Ich versuche mir einzureden, dass an Essen zu denken fast so gut ist wie wirklich zu essen. Für so viel Phantasie, Selbstsuggestion und Selbstbetrug fehlt mir aber die Energie. Dazu müsste ich erstmal ein Käsebrot essen.

08. Februar 2022, Berlin

Um zu verdrängen, dass ich keinen Kaffee trinken darf, mache ich einen frühmorgendlichen Spaziergang. Ich laufe an einer Frau vorbei, die einen Apfelkuchen vor ihrer Brust trägt. Sie streckt mir den Kuchen fast schon provozierend entgegen. Es kostet mich sehr viel Selbstbeherrschung – und das, ohne Kaffee getrunken zu haben –, ihr nicht die Backform zu entreißen.

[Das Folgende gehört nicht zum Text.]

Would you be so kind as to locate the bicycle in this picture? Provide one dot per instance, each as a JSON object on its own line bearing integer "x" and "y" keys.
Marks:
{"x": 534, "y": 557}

Nicht, um mir den Kuchen ohne Sinn und verstand reinzustopfen. Nein, ich würde gerne mein Gesicht in ihn reindrücken, damit ich seinen Duft und seine Aromen so intensiv wie möglich aufnehmen und den saftigen Teig auf meiner Haut spüren kann. Und danach würde ich ihn mir ohne Sinn und Verstand reinstopfen.

Mit fast schon übermenschlicher Willenskraft reiße ich mich aber zusammen und gehe weiter. Die Frau weiß gar nicht, wie knapp sie einem sehr traumatisierendem Erlebnis am frühen Morgen entgangen ist.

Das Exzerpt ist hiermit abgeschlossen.